The early May sun lifted itself above the horizon, whilst a soft haze of mist created by the previous night’s cool air rolled across the dew-drenched fields, down to where she sat on her haunches. A pungent mix of wild garlic and snowbell onion rising from the nearby woodland floor filled the air. Leaves in the overhanging trees hummed and feathered in the breeze, a gently murmuring backdrop to the contrasting cacophony of the dawn chorus. Although not yet warm enough for sand martins to begin their aerobatics high above the water, the early morning mayfly hatch was already skimming the surface, daring wild brown trout to rise and gorge upon them. She waited.

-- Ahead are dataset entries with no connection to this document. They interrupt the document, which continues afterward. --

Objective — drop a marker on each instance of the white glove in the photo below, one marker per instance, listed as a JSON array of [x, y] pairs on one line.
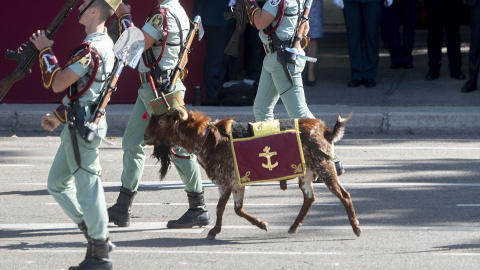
[[339, 3]]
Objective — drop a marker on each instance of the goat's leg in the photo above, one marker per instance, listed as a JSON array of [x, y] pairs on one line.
[[238, 195], [305, 184], [222, 202], [338, 190]]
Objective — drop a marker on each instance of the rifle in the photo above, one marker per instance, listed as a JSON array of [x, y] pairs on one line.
[[183, 59], [128, 50], [240, 14], [113, 30], [28, 54], [297, 37]]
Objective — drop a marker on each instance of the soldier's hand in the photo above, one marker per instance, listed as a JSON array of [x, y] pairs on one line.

Suddenly, a tell-tale swirl. Her reflex was instant. Barely raising her body, she flicked her fly rod outwards. Glinting briefly in the rising sun, the hair-like thread at the end of the line fell delicately across the water, casting her fly to the outer edges of the ripples. Unable to resist, a brownie broke the surface, pink mouth gaping in greedy anticipation. She hesitated momentarily, savouring the familiar exhilaration flowing through her.


‘Shit!’ The unexpected tremor of her phone vibrating in a pocket broke her concentration. The rod jolted, sending warnings down the line. Food a-plenty elsewhere, the fish turned languidly away from the bobbing dry fly.


“You’d better come home love,” said the doctor, “He’s fading.”


She stole a final glance at the river, her eyes glistening with tears. But the wild brownie was long gone.